When all chance of frost has passed and the weather is reliably warm, you can plant the Chillies out in the open ground. Ideally they should be protected from cold nights by a glass cloche. All plants that have been started indoors will need a period of hardening off to slowly get them used to being outdoors. Start with a few hours outdoors during the day for a few days, then leave them out a full day, followed by a day and night as long as they are well protected. Chillies should not be outdoors unprotected at night until September/October, and even then, they will be happier with night-time protection.
The Five Chilli Species
Domestic chillies are cultivars originating from 5 species
- Capsicum annuum (e.g. Jalapeno, Chipotle, Cayenne)
- Capsicum frutescens (e.g. Tabasco, Thai)
- Capsicum chinense (e.g. Habanero, Ghost Peppers, Carolina Reaper)
- Capsicum pubescens (e.g. Rocoto)
- Capsicum baccatum (e.g.
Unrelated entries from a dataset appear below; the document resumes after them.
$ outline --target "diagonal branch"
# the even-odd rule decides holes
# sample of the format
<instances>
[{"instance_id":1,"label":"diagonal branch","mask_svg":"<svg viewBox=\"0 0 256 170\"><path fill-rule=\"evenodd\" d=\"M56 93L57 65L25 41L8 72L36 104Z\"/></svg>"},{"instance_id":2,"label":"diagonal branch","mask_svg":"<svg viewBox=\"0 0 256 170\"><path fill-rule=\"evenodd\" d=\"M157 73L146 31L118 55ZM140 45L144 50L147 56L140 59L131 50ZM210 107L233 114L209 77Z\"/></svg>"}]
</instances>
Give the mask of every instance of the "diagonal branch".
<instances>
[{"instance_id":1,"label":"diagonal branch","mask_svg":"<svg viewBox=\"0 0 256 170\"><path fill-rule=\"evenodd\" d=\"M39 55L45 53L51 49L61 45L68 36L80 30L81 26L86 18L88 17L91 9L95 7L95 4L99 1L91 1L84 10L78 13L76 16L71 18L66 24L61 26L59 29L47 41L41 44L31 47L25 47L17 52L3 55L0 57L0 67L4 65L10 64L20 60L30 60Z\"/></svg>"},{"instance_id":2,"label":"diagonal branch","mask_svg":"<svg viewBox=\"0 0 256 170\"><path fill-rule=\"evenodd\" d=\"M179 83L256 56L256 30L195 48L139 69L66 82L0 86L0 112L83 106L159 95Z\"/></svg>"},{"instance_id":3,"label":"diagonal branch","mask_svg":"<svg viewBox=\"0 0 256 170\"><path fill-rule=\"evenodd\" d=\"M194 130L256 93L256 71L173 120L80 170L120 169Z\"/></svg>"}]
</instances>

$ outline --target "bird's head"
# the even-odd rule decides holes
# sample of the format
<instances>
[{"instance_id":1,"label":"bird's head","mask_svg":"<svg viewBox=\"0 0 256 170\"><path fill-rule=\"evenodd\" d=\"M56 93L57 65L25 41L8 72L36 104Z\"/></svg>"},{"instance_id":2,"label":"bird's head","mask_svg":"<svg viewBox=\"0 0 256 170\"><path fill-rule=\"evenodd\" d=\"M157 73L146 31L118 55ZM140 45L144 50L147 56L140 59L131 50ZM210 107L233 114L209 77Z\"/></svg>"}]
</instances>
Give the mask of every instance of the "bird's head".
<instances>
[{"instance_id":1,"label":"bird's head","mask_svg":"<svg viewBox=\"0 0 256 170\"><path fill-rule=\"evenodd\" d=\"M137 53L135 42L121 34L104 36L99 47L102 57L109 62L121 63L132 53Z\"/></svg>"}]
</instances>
Aji)
With luck and a sunny summer your plants will grow happily. Don’t be tempted to prune them – some growers nip out the first shoots to encourage their chilies to bush out. There is really no need and you will just delay the development of the first fruit. They have a naturally bushy habit, so let them develop it themselves.
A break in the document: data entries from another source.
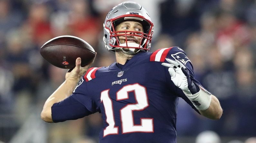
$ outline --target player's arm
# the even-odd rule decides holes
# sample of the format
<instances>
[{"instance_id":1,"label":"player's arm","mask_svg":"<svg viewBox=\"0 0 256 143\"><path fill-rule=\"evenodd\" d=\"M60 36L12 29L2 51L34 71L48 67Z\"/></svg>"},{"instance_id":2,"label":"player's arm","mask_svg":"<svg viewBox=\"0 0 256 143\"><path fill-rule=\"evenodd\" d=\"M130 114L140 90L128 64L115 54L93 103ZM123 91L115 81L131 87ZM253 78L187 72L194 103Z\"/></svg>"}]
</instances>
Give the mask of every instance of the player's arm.
<instances>
[{"instance_id":1,"label":"player's arm","mask_svg":"<svg viewBox=\"0 0 256 143\"><path fill-rule=\"evenodd\" d=\"M216 97L191 80L189 71L179 59L175 58L175 61L166 60L169 63L162 65L169 68L174 84L182 90L201 114L213 120L219 119L223 110Z\"/></svg>"},{"instance_id":2,"label":"player's arm","mask_svg":"<svg viewBox=\"0 0 256 143\"><path fill-rule=\"evenodd\" d=\"M41 118L48 123L53 123L52 116L52 107L55 103L63 100L72 94L82 76L92 64L93 60L84 67L81 67L81 58L78 58L76 61L76 67L66 75L64 82L47 99L41 113Z\"/></svg>"}]
</instances>

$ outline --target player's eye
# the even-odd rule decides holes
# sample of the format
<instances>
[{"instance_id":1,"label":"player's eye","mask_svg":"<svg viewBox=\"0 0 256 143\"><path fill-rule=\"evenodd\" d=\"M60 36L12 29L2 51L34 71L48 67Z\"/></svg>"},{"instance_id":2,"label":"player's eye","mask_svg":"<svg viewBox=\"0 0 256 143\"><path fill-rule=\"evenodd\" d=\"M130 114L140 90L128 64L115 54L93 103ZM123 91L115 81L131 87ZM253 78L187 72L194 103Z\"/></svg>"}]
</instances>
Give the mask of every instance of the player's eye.
<instances>
[{"instance_id":1,"label":"player's eye","mask_svg":"<svg viewBox=\"0 0 256 143\"><path fill-rule=\"evenodd\" d=\"M138 28L136 28L135 29L135 31L140 31L140 29Z\"/></svg>"},{"instance_id":2,"label":"player's eye","mask_svg":"<svg viewBox=\"0 0 256 143\"><path fill-rule=\"evenodd\" d=\"M125 30L127 30L128 29L128 27L123 27L122 28L122 29L123 29Z\"/></svg>"}]
</instances>

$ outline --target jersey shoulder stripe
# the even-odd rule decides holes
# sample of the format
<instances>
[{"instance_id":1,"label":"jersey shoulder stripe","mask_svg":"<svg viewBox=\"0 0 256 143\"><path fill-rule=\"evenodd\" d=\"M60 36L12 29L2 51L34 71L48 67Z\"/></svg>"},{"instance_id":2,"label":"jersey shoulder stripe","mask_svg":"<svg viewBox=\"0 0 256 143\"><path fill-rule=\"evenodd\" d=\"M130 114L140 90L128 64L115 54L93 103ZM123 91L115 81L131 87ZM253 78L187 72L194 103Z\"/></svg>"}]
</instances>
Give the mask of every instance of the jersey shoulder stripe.
<instances>
[{"instance_id":1,"label":"jersey shoulder stripe","mask_svg":"<svg viewBox=\"0 0 256 143\"><path fill-rule=\"evenodd\" d=\"M150 56L150 61L164 62L169 51L173 47L160 49L153 52Z\"/></svg>"},{"instance_id":2,"label":"jersey shoulder stripe","mask_svg":"<svg viewBox=\"0 0 256 143\"><path fill-rule=\"evenodd\" d=\"M95 78L95 73L96 73L96 71L97 71L99 69L101 68L91 68L87 70L86 73L84 76L84 78L85 79L86 82L94 79Z\"/></svg>"}]
</instances>

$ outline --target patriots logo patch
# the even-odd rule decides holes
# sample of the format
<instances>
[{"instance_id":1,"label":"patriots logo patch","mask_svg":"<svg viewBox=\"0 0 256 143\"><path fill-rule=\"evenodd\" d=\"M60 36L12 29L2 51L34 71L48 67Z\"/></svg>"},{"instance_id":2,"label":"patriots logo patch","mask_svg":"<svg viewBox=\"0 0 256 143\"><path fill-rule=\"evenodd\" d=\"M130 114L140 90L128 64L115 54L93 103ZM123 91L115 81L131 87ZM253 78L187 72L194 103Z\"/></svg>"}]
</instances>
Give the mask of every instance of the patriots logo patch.
<instances>
[{"instance_id":1,"label":"patriots logo patch","mask_svg":"<svg viewBox=\"0 0 256 143\"><path fill-rule=\"evenodd\" d=\"M179 59L185 65L186 65L186 64L188 61L191 62L191 61L188 59L187 56L183 52L178 52L175 54L172 54L171 55L175 59L176 58Z\"/></svg>"},{"instance_id":2,"label":"patriots logo patch","mask_svg":"<svg viewBox=\"0 0 256 143\"><path fill-rule=\"evenodd\" d=\"M74 91L73 91L73 92L75 92L75 91L76 91L76 88L77 88L77 87L78 87L80 85L82 84L82 83L83 83L83 82L84 80L83 79L83 78L82 78L82 79L81 79L81 80L80 80L79 83L78 83L77 84L77 85L76 86L76 87L75 88L75 89L74 89Z\"/></svg>"}]
</instances>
However, they may not prove to be entirely self-supporting as they grow, and can benefit from having a Bamboo cane pushed into the ground near the base. Tie the main stem to the cane to prevent toppling.
Keep plants reasonably well watered over the hot summer period but for god sake don’t waterlogged them. The time is right to start feeding them with a high-potash fertilizer once the flowers appear. A high-potash fertilizer is one that encourages flower and fruit production. Tomato fertilizers are good examples and will work perfectly for chilies. It is worth feeding your plants with them regularly, at least once every week.
Once the fruits start to ripen up, you have the choice of whether to leave them on the plant to grow to their full sweetness or remove them and encourage more fruits. Those removed will carry on ripening, but they do it best on the plant. You have a race to ripen them, just as seedlings need protecting at the beginning of the season, so will plants be affected by the colder weather towards the end. In a greenhouse or glasded in Verandah or sunroom, plants will go on into autumn but outdoors they will start to suffer. Any fruits that are hit by frost will turn to mush. Protect outdoor-grown plants with horticultural fleece or cloches, and carry pot-grown plants indoors to a sunny room.
Once the fruits start to ripen, the real fun begins: you will have chilli con carne and curries to your Pryo-Gourmanics heart’s content, and the knowledge that you grew the most important ingredient yourself.